Got a heads-up from OpenAI that they'd invalidated my token because I'd exposed it publicly! Oops. This isn't the first time I've done it, but this will be the first time I take a computational approach towards avoiding it.
(tl;dr use the code and brief instructions in this gist.)
I shared three secret tokens actually, about 24 hours ago when I pushed
an update of my .bashrc
to a public repo.

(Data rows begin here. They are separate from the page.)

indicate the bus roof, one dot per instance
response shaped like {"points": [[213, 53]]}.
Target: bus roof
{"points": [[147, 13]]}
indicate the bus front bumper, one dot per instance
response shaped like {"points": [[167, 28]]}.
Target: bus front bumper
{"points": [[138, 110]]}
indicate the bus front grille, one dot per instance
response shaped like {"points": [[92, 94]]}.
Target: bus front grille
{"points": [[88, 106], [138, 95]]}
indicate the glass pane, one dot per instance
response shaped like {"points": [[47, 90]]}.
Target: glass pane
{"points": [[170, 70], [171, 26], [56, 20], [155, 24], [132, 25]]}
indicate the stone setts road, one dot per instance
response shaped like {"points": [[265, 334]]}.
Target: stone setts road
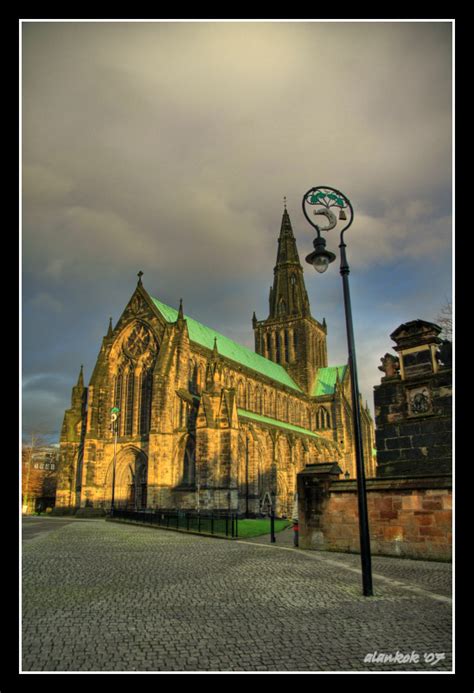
{"points": [[102, 596]]}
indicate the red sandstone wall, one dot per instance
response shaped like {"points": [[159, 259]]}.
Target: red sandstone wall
{"points": [[415, 523]]}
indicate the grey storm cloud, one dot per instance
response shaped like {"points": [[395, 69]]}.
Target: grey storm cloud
{"points": [[168, 147]]}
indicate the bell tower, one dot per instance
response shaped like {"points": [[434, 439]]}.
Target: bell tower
{"points": [[290, 335]]}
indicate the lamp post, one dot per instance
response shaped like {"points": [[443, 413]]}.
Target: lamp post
{"points": [[115, 412], [321, 201]]}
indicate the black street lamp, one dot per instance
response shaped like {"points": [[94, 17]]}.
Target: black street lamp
{"points": [[322, 201]]}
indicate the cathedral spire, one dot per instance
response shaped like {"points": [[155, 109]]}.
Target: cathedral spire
{"points": [[80, 380], [180, 311], [288, 295]]}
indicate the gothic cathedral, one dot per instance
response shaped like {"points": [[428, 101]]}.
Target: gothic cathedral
{"points": [[205, 423]]}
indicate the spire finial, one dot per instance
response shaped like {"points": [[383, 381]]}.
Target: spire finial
{"points": [[180, 310]]}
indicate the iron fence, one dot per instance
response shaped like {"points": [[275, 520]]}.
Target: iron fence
{"points": [[213, 523]]}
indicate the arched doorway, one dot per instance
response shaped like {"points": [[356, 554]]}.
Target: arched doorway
{"points": [[130, 480]]}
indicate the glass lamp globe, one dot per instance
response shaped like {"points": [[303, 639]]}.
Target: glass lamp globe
{"points": [[320, 263]]}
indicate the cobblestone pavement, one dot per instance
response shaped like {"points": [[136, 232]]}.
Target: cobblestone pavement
{"points": [[100, 596]]}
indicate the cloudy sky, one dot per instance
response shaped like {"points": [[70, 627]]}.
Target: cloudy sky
{"points": [[168, 148]]}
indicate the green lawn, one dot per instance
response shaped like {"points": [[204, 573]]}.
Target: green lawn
{"points": [[254, 528]]}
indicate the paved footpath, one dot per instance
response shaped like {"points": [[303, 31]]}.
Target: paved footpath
{"points": [[102, 596]]}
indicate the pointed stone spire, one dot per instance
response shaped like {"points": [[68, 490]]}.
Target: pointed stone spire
{"points": [[180, 311], [287, 251], [288, 295], [80, 380]]}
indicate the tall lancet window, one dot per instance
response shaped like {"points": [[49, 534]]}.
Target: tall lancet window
{"points": [[145, 401], [130, 391], [132, 363], [287, 347]]}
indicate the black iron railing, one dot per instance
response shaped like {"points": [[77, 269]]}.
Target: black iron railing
{"points": [[213, 523]]}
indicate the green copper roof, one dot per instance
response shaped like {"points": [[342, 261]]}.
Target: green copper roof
{"points": [[325, 381], [275, 422], [204, 336]]}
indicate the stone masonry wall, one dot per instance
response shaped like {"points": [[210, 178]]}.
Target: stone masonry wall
{"points": [[407, 517]]}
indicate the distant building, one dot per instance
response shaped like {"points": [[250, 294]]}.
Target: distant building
{"points": [[39, 476], [205, 422]]}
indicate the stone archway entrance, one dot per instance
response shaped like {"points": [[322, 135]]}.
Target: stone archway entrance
{"points": [[130, 480]]}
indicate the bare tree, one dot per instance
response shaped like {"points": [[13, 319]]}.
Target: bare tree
{"points": [[445, 320], [31, 448]]}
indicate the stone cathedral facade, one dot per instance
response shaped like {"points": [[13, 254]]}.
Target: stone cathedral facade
{"points": [[204, 422]]}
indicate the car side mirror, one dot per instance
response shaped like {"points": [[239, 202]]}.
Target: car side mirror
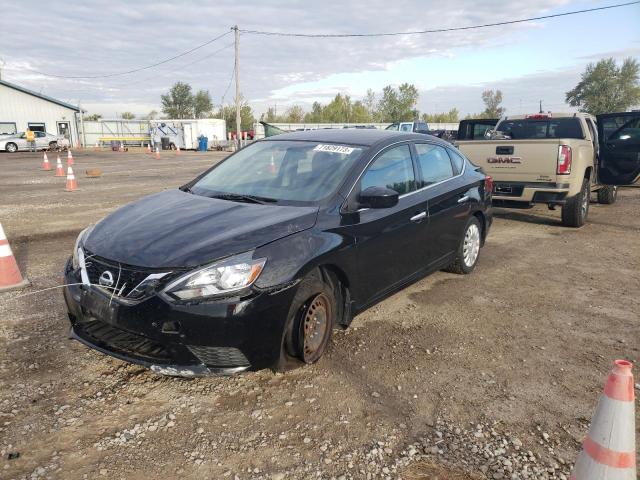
{"points": [[378, 197]]}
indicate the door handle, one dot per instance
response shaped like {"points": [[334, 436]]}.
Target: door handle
{"points": [[419, 216]]}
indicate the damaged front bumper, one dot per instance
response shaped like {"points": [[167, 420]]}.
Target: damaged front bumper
{"points": [[218, 337]]}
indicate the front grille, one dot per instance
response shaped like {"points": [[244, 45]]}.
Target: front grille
{"points": [[104, 335], [219, 356], [125, 277]]}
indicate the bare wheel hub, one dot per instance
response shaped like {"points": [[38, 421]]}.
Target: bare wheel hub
{"points": [[315, 324]]}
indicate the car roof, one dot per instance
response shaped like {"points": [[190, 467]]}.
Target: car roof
{"points": [[354, 136]]}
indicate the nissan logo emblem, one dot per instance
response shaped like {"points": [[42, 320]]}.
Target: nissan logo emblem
{"points": [[106, 279]]}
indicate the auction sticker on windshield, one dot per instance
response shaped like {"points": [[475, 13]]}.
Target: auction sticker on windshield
{"points": [[334, 149]]}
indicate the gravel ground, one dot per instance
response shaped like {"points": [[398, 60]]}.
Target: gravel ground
{"points": [[491, 375]]}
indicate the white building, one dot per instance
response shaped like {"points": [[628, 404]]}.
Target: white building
{"points": [[21, 108]]}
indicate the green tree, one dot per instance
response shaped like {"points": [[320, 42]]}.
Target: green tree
{"points": [[398, 105], [452, 116], [315, 115], [202, 104], [606, 88], [492, 101], [270, 116], [152, 115], [178, 103], [337, 110], [228, 113], [294, 114], [360, 113], [369, 102]]}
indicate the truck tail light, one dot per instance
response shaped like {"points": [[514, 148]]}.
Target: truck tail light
{"points": [[488, 185], [564, 160]]}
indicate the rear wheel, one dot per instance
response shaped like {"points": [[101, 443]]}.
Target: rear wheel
{"points": [[575, 211], [469, 248], [608, 194]]}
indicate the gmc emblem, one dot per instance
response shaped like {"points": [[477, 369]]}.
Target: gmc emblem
{"points": [[504, 160]]}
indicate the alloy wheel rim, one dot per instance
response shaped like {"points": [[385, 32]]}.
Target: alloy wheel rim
{"points": [[585, 202], [316, 320], [471, 246]]}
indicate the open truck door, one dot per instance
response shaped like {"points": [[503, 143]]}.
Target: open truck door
{"points": [[619, 141]]}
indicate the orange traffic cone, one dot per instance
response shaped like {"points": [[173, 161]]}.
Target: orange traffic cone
{"points": [[608, 451], [10, 276], [59, 169], [45, 162], [272, 166], [72, 185]]}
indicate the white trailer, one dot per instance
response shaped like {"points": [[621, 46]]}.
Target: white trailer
{"points": [[185, 133]]}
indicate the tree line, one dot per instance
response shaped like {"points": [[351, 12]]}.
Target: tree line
{"points": [[603, 87]]}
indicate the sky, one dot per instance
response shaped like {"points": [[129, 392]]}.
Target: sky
{"points": [[529, 61]]}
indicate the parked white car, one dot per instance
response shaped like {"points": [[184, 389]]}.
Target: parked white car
{"points": [[18, 142]]}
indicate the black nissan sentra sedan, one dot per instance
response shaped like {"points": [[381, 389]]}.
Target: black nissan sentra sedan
{"points": [[253, 263]]}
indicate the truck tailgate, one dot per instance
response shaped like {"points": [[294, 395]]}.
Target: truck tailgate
{"points": [[515, 160]]}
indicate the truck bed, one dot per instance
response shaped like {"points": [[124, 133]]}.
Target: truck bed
{"points": [[515, 160]]}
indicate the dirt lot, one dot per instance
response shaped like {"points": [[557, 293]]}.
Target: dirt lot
{"points": [[492, 375]]}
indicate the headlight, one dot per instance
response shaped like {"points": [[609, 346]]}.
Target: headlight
{"points": [[75, 261], [223, 277]]}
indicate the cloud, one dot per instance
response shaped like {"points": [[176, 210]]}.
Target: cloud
{"points": [[101, 37], [105, 36]]}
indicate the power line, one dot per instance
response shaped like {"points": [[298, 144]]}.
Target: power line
{"points": [[437, 30], [174, 69], [208, 42]]}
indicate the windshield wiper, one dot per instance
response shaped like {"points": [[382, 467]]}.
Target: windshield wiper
{"points": [[236, 197]]}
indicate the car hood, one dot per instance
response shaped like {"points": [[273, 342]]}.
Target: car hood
{"points": [[176, 229]]}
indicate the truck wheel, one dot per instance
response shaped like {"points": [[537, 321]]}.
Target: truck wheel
{"points": [[608, 194], [574, 212], [468, 249]]}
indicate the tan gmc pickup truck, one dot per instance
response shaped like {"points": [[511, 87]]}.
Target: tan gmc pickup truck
{"points": [[557, 159]]}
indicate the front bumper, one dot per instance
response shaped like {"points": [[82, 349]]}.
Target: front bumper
{"points": [[219, 337]]}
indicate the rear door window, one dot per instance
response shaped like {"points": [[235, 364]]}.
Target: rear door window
{"points": [[457, 160], [392, 169], [434, 162]]}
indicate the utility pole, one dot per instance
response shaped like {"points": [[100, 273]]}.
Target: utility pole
{"points": [[84, 136], [237, 75]]}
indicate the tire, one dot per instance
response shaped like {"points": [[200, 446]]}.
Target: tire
{"points": [[312, 318], [468, 250], [608, 194], [575, 211]]}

This repo was
there for a long time, but I guess I'd been careful about pushing
anything sensitive to it: Specifically, I've been using this code block
to separate sensitive environment variables out from others:
if [ -f ~/.bash_private ]; then
. ~/.bash_private
fi
But I guess I mistakenly moved towards keeping everything in a single "run control" (.bashrc) file.
To their credit, OpenAI alerted me before anyone else, and in fact Netlify and GitHub hadn't detected it after the first 24 hours. Not that it's their job! But kudos in any case to OpenAI.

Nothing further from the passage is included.